Grooming Your Product Backlog
A well-thought-out product backlog lists all the necessary steps to complete your entire project. It breaks down tasks for your development team to help them focus on task execution. It minimizes unexpected speed bumps and lends itself to a superior end product. Grooming your backlog is a key early step in the SDLC that takes place before your first sprint planning session.
The product backlog meeting normally takes place with the Scrum master and the product owner. It prioritizes tasks for the first two sprints, and identifies tasks that need more detail to be executed, or more information from the product owner. This saves time during sprint planning and helps avoid delays. The development team does not need to participate in backlog grooming.
Product Backlog Management
In essence, the product backlog provides a roadmap of requirements, clearly laying out a list of tasks for the development team in order of priority. The development team references the product backlog by iteration as they progress through the sprint.
The backlog roadmap breaks down development into multiple epics, and each epic is broken down into requirements and user stories that describe the software’s desired functionality. The stories are then organized by the product owner into a single list that the development team can reference throughout the sprint.
Factors governing the product owner’s priorities may include:
- The client’s priorities
- The need to get feedback
- Implementation challenges
- Dependencies in the development process, where it will be easier to complete a certain task if another is done first
The product backlog should be laid out in client-oriented language that is easy to understand, without technical terminology or specifications. While input and feedback from clients, developers and designers influence decision-making, it is ultimately the product owner who is responsible for solution backlog management.
To Keep on Top of Your Backlog, Go DEEP
It is important to keep your product backlog value-driven, and not task-driven. An overly detailed backlog with hundreds of entries can easily become task-focused, and your team can quickly lose sight of the ultimate goal.
To groom and maintain control of your product backlog, apply the DEEP acronym. Your product backlog should be:
- Detailed appropriately: High-priority stories that will be tackled in the next sprint should have sufficient detail to be easily executed. The lower the priority, the fewer details are needed until the item rises to the top.
- Estimated: An item’s position on the backlog is an estimate, and not set in stone. Issues may arise that move an item up or down the list, or even remove it altogether.
- Emergent: Your product backlog is a living document that should be malleable enough to allow for revisions, refinement, reordering and removal of items in response to customer and user feedback.
- Prioritized: Backlog entries that add value to the end product should be given top priority.

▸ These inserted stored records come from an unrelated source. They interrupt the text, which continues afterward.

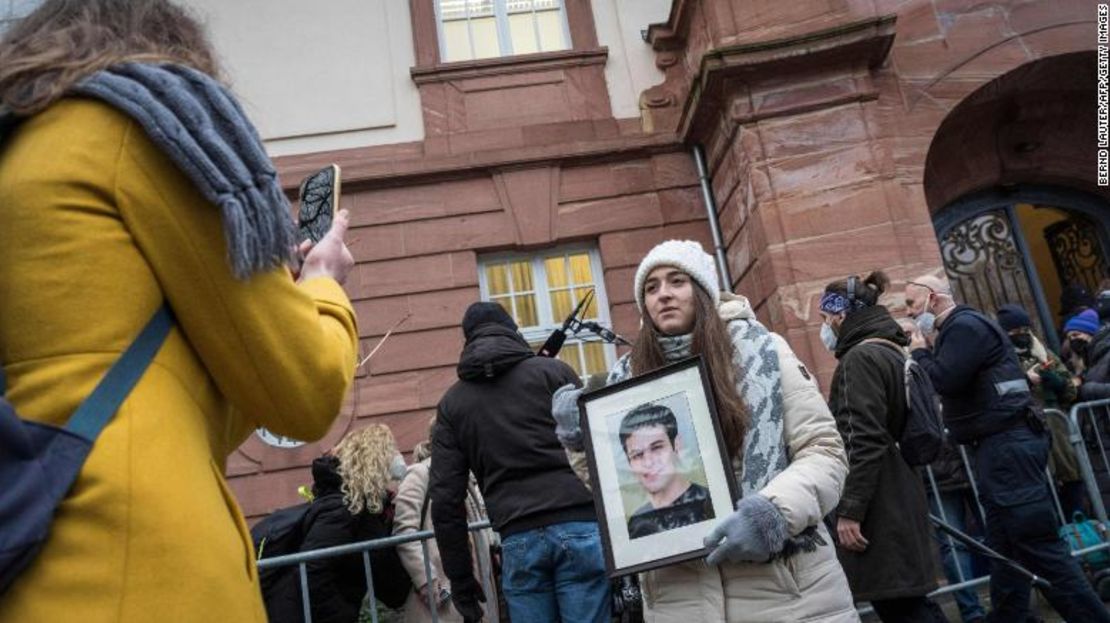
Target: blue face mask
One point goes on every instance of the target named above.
(828, 337)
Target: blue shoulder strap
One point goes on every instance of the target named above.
(106, 400)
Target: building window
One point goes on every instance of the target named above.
(482, 29)
(541, 290)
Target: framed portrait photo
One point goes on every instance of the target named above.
(661, 473)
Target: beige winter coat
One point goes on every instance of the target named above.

While the product owner has ultimate control over the product backlog, the Scrum team has a say in how and when refinements are implemented.
Key Tips for Backlog Management
Managing your product backlog can become complicated if you don’t keep it under control. The list can grow quickly, and new innovations by competitors may require revisions. New ideas from team members, clients and users can steer you away from the original concept, and muddy the waters of what needs to be accomplished.

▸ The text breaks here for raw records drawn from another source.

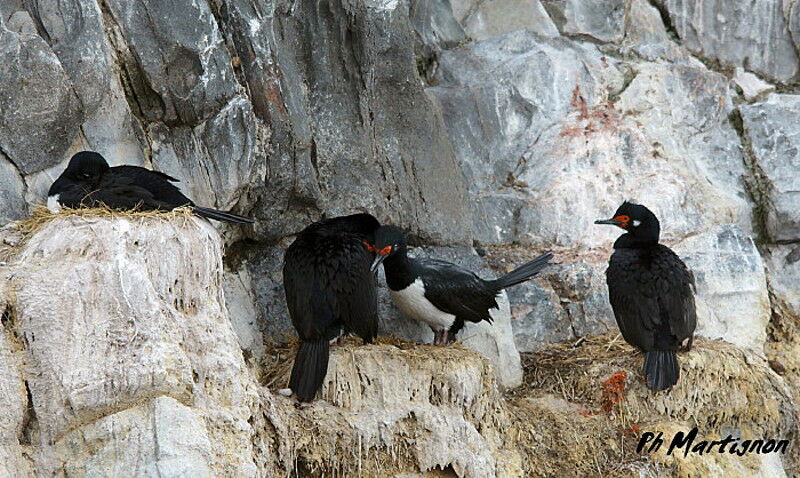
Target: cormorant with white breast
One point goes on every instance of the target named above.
(440, 293)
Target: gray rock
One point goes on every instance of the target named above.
(12, 190)
(538, 317)
(753, 88)
(240, 301)
(783, 274)
(732, 299)
(266, 273)
(40, 114)
(113, 130)
(159, 438)
(436, 28)
(602, 20)
(771, 128)
(179, 69)
(647, 37)
(568, 301)
(498, 97)
(666, 142)
(487, 18)
(365, 136)
(753, 34)
(160, 300)
(217, 159)
(74, 30)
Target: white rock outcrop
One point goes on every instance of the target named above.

Here are some tips to help you keep on top of your product backlog, so your project moves ahead at a steady pace with minimal drama or chaos:
- Just say no. As the backlog manager, you cannot say yes to every new idea or suggestion, no matter how good it sounds. It is your job to keep the project on task. Interjecting too many new ideas can expand your backlog into an indecipherable jumble that slows down the development process and derails your project. An overly long backlog creates confusion for the development team, who may decide to abandon it altogether.
- Keep a single backlog of truth. To avoid having to say no to stakeholders, some product owners will create a second list of ideas that stakeholders would like to see implemented. This creates unrealistic expectations that can backfire later, when the stakeholder does not get what they want.

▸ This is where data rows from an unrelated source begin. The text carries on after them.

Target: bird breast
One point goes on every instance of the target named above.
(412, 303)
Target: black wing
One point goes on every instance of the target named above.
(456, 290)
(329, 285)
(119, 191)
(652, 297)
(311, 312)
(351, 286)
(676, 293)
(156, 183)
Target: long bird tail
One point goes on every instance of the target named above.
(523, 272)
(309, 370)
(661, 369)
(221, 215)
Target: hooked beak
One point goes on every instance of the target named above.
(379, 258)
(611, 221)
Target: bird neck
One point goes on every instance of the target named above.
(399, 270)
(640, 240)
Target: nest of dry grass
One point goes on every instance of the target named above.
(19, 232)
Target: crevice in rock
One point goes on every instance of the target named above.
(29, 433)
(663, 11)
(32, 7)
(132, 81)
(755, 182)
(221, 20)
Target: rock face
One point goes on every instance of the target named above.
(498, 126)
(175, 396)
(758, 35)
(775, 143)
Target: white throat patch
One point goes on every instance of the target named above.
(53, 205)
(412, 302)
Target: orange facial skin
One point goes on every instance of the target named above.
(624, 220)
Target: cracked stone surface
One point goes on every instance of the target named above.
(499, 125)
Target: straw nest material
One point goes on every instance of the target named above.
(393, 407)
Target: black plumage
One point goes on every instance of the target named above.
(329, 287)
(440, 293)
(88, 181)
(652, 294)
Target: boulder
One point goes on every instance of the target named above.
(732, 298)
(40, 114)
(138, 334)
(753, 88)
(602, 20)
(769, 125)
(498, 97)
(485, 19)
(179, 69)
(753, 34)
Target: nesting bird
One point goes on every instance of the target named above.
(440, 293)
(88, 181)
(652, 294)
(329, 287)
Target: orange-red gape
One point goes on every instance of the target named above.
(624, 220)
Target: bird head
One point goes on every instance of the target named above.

- Maintain control of your backlog. Some product owners allow others to add or remove items, or re-prioritize tasks. That is tantamount to letting the inmates run the asylum, and it can lead to anarchy. The product owner is ultimately responsible for the backlog and the product. You need to set boundaries and assert your ownership.
- Not everything needs a user story. While user stories are useful for defining desired functionality, they don’t apply to every entry on your backlog. For example, bug fixes and technical debt resolution need to be done, but they do not need a user story.
- Quality over quantity. Some product owners try to pack as many features as possible into a product, especially if they allow stakeholders to ride roughshod over the backlog. Remember, it is your responsibility to deliver value to your clients and users, not extra features and functionality.